Table 5 shows the summary of video analysis results after fine-tuning.
4. Discussion of Testing Results
Table 3 summarizes the results of the testing of the trained model on still images. These results show that the model attained a precision of more than 93.0% for all classes, a recall of more than 91.6%, and a mAP@50% of more than 93.9%. These values mean that the model achieved satisfactory results in predictions and had small numbers of False Positives and False Negatives. These results are comparable to the state-of-the-art of currently published studies such as the research by Maeda et al. (2018) who worked to classify pavement distresses using SSD Inception V2 and SSD MobileNet frameworks and achieved recalls and precision greater than 71% and 77% and overall accuracy of 87.75% and 87.25%, respectively.
Table 4 shows the video analysis results. These results are attributed to some common errors in the detection, such as the inclusion of cracks on barrier walls (
Figure 13) and skid marks (
Figure 14), among others. Due to this, we found it necessary to re-train the model to improve its accuracy.
Table 5 summarizes the final testing results on videos at different driving speeds. Tuning the parameters helped the model skip the distresses on barrier walls, and skid marks were not confused with the distresses. This resulted in increased values in both precision and recall at all speed ranges, since a smaller number of errors were encountered.
The results show that the model performance is not much influenced by the driving speed since high accuracy values are obtained at all speed ranges. Therefore, the model can be used to detect distresses at any driving speed with high accuracy. This indicates that the model can be used to detect pavement distresses using vehicle built-in cameras, which is the primary objective of this study.
4.1. Detection, Taking Photos, and Geolocations
When a vehicle camera is used, pavement distresses on road surfaces will be detected and rectangular bounding boxes will be drawn around them, with colors and symbols to represent the classes of detected distresses. These bounding boxes are increased by 20 pixels on all sides to provide a buffer and avoid overtight, and corresponding detections are saved as independent images (see
Figure 15). While in motion, the vehicles record Global Positioning System (GPS) tracks (using built-in GPS sensors) in parallel with the distress detections by the built-in camera. At the end of the trip, the recorded GPS track can be used to obtain the coordinates of locations where distresses were detected and recorded.
4.2. Model Validation
The model was validated within South Carolina State University campus using a car. The car is equipped with a built-in camera and GPS sensors, the features of interest for our study. The vehicle was driven on about 1.5 miles of roadway and parking lots, and we collected 53 images with various distress types, some of which are presented in
Figure 16.
5. Conclusions
This paper used YOLOv5 to train the model to detect and classify pavement distress conditions. The image data used were collected from different countries, with different devices, and have different properties as various methodologies have been employed in pavement construction and rehabilitation. All the images were raw and therefore manual labeling was performed using the makesense.ai tool. To increase the dataset size, image augmentation was performed before training, and background images were included in the training dataset to reduce the FPs. The trained model attained 95%, 93.4%, 84.6%, and 97.2% values in precision, recall, F1-score, and mean average precision at 50% (mAP@.5), respectively.
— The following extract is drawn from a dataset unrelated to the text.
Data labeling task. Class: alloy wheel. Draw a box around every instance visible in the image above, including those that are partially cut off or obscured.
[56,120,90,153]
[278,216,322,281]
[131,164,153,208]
The model was also tested on videos taken at different driving speeds from 0 mph to 120 mph. The results obtained show high accuracy values at all speed levels (up to 85% precision and 95% recall). With these results, the model was able to detect and classify the distresses into their respective classes. Once recorded, the distresses can be analyzed parallel to the GPS file; therefore, the type and location of the distress can be obtained for further actions. The performance of the proposed model was verified on campus roads and proved to be effective.